What the Democrats lack in the elections
What would happen if, next go-round, the Democratic Party nominated a presidential candidate who was at least as conservative as his average fellow countryman? What if a Democrat ran on a platform that promoted the moral values of Middle America?
The Democrat very likely would be elected.
Democrats need to catch on to this simple truth: Their party is too liberal.
That is why it has won just five presidential elections since Harry Truman, while the Republicans have won nine.
The Democratic Party appeals to an eclectic assemblage of interests. This assemblage includes well-intentioned people who are comfortable with expanding the role of government. It includes people who like to think of themselves as the liberal intelligentsia. It includes Big Labor, which can count on Democratic officeholders for legislation to benefit unions. And it includes minorities and others who believe they can benefit from so-called entitlement programs.

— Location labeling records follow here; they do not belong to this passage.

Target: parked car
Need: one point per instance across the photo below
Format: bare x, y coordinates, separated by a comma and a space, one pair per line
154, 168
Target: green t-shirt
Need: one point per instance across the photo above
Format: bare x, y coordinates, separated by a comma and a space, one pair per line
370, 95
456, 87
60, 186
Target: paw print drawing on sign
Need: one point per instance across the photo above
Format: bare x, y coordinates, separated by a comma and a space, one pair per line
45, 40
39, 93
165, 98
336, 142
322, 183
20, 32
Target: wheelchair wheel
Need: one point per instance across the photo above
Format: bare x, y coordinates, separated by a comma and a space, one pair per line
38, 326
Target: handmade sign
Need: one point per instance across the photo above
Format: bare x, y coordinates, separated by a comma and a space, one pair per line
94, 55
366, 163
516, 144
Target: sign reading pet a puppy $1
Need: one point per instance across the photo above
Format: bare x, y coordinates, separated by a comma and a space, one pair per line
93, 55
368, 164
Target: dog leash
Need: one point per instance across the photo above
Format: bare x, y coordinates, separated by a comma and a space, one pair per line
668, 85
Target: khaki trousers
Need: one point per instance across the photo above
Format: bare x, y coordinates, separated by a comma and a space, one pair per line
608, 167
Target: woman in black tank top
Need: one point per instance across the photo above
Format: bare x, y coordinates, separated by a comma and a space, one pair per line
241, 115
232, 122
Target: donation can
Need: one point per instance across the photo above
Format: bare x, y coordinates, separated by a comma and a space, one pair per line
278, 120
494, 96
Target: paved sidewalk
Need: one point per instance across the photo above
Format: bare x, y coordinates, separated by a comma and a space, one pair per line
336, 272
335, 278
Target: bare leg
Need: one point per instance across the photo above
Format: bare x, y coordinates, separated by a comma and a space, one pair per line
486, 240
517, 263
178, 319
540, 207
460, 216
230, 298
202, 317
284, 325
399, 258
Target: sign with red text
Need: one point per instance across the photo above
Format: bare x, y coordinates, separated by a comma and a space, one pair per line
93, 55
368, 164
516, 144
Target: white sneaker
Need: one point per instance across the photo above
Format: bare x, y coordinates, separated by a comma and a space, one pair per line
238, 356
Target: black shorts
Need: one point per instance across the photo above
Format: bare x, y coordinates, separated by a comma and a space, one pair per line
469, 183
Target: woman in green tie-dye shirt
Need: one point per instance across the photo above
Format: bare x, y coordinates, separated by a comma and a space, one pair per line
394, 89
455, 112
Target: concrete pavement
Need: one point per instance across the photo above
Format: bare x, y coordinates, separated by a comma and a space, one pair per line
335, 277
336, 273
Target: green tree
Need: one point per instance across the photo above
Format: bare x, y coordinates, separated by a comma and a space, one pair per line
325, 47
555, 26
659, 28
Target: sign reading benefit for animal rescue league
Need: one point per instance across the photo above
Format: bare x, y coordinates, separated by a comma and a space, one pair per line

Those groups provide the Democrats with a lot of voters, but they omit a lot, too. They omit people who are conservative about the role of government and — this was vital in Tuesday’s election — many of those who hold strong religious beliefs.
Many of these ordinary people who are not members of the Democratic clique will sometimes vote for Democratic candidates. First, however, they have to be convinced that the candidate is in reasonable agreement with their moral and spiritual beliefs.
As we analyze what happened Tuesday, let’s look at the all-important state of Ohio, whose electoral votes, added to those of other Midwestern and Southern states, gave Republican George W. Bush a second term as president.
A fourth of Ohio’s voters identified themselves as born-again Christians, the kind of people who would agree with Bush and not Sen. John Kerry on moral issues like partial birth abortion and same-sex marriage. They turned out in large numbers to support an amendment to their state constitution banning the governmental sanctioning of homosexual unions. These people supported Bush by a margin of three to one.
So whatever had been said about the candidates’ military service, about the war in Iraq, about Social Security, about prescription drugs, it was people of faith, people to whom moral issues are important, who elected Bush and defeated Kerry.
The Democratic Party would help itself by getting in line with the country on social issues. It would help the nation, too.